Researchers in South Korea have now made the first experimental observation of a chemically induced conversion of large-area bilayer graphene to the thinnest possible diamond-like material, under moderate conditions of pressure and temperature. This resulting material is both flexible and strong and has a potentially useful wide band-gap in terms of its semiconductor properties.

There have been earlier efforts to convert double and multiple layers of graphene into diamane but these generally involved high-pressure conditions or the addition of hydrogen. The results were not entirely controllable and characterization was difficult. Moreover, in the high pressure experiments the diamane reverted to graphene once the pressure was released from the system.

The team from South Korea, based at the Institute for Basic Science in Seoul, used chemical vapor deposition to create a graphene bilayer on a cupro-nickel foil. They then exposed this to xenon difluoride gas instead of hydrogen, which triggered the formation of a diamane-like substance. The resulting product is an ultra-thin diamond-like material, specifically a fluorinated diamond monolayer, F-diamane. Rather than being pure carbon there are fluorine atoms between the layers of carbon atoms as well as on the material's external surfaces.
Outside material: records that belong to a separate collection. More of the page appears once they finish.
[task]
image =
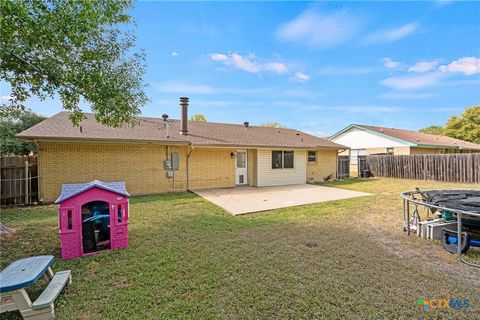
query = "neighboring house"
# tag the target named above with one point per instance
(371, 140)
(158, 156)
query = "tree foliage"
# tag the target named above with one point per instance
(435, 129)
(10, 126)
(76, 50)
(466, 126)
(273, 125)
(198, 117)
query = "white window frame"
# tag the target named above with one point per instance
(282, 167)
Spectroscopy and transmission electron microscopy, reveal the nature of the new material in detail and show that the synthesis is reproducible always giving an interlayer space between the graphene sheets of between 1.93 and 2.18 angstroms; as predicted by theoretical calculations on the material.

"This simple fluorination method works at near-room temperature and under low pressure without the use of plasma or any gas activation mechanisms, hence reduces the possibility of creating defects," explains first author Pavel Bakharev.

The team also demonstrated that their F-diamane film can be suspended freely. They were able to obtain a free-standing monolayer diamond by transferring F-diamane from the CuNi(111) substrate to the transmission electron microscope grid.

The potential of these ultrathin diamond films will arise through their unique electronic and mechanical properties. The properties might be tuned by changing the surface terminations using nanoscale patterning or chemical substitution reactions that swap fluorine atoms for functional chemical groups.